The same freedom applies to language teaching; I believe some things should be left alone, no matter how exciting they may appear to the teacher. In her latest post , Zhenya Polosatova presents a bunch of very interesting questions from all walks of our profession. Here are two examples which immediately captured my attention:. These are two questions I often ask myself throughout the academic year.
They are also called usage errors. More specifically, these can include agreement errors subject-verb and noun-pronoun agreement , tense errors present, past, progressive, perfect, future , number singular-plural errors, prepositional errors missing prepositions, redundant use of preposition, wrong use of prepositions , and articles errors missing articles, wrong article use, redundant article use. Lexical errors, on the other hand, are mistakes at the word level, which include, for example, choosing the wrong word for the meaning the user wants to express. Inappropriate lexical choices may lead to misunderstanding of the message.
As Far as I See - UNESCO Czech heritage
Based on my experience, in speaking, it is pronunciation which also comes into play, i. More specifically, tense errors are the most frequently committed grammatical errors among second language learners of English. The above set of sentences is an example of this but it is primarily a result of a student transferring their grammatical knowledge from their L1. Such a grammatical error may lead to a major or a minor misunderstanding, depending on the situation.
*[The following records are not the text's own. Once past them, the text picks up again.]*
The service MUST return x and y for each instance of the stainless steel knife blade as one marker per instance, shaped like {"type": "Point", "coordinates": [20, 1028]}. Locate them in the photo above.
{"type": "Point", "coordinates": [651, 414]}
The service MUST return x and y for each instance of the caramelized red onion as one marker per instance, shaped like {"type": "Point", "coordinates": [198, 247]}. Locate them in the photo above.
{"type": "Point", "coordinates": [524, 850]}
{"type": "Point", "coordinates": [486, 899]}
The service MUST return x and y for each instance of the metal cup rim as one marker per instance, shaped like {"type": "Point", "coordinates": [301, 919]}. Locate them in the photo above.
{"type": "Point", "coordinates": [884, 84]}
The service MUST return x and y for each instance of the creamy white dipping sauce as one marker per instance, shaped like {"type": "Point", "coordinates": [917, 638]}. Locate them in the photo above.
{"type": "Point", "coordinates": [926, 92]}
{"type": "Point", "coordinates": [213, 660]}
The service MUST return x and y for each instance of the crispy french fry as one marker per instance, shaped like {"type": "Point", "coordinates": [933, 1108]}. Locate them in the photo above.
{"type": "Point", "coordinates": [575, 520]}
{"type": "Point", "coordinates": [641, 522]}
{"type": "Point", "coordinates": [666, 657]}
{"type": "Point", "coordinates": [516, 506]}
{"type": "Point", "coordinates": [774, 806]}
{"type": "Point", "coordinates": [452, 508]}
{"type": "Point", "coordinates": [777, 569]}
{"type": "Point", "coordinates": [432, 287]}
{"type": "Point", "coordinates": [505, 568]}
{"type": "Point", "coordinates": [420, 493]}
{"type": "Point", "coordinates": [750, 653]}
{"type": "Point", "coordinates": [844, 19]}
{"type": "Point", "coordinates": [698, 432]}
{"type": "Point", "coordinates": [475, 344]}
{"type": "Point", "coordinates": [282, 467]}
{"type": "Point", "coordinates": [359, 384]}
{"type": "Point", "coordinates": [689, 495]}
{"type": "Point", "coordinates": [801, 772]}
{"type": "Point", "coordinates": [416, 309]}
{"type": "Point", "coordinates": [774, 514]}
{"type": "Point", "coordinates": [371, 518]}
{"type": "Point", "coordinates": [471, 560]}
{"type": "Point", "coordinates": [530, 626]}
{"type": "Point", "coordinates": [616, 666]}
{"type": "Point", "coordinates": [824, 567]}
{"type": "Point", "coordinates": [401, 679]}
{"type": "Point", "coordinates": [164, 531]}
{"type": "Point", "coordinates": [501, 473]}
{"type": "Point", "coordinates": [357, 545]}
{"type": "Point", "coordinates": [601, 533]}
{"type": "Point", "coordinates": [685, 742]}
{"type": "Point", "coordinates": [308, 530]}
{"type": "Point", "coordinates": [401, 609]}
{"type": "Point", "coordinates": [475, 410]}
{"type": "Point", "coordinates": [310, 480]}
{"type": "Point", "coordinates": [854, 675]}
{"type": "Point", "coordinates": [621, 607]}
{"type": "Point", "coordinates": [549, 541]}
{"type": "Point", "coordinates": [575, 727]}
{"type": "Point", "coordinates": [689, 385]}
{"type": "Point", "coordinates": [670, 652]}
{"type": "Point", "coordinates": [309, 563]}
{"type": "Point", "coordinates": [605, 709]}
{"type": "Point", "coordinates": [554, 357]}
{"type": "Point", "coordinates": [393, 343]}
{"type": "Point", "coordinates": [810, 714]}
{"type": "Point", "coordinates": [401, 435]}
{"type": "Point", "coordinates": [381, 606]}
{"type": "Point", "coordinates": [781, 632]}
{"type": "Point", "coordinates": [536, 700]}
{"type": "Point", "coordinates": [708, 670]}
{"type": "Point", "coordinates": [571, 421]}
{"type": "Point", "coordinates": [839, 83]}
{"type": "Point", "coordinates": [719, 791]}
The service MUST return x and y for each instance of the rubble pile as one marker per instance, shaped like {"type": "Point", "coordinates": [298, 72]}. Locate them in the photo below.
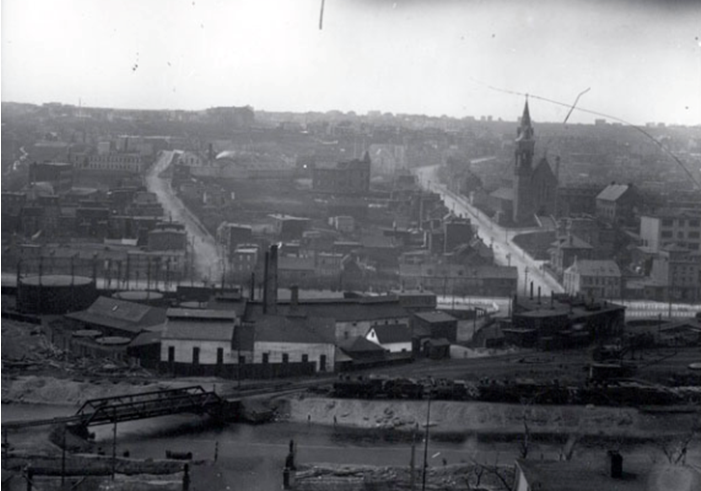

One way or the other, a respondent not used to dealing with Czech learners of English will probably maintain that the Czech is asking about the future, while, in fact, they are asking about the past up to the present. I remember I once talked to a teacher from Canada. It was at an English summer camp.
I was too young and stupid enough to keep inquiring. Then she went on reading her book, probably thinking I was an idiot. Now that I think about it, it was not merely a lack of lexical or possibly grammatical? Is this a grammatical or a lexical error? Take prepositions, for example.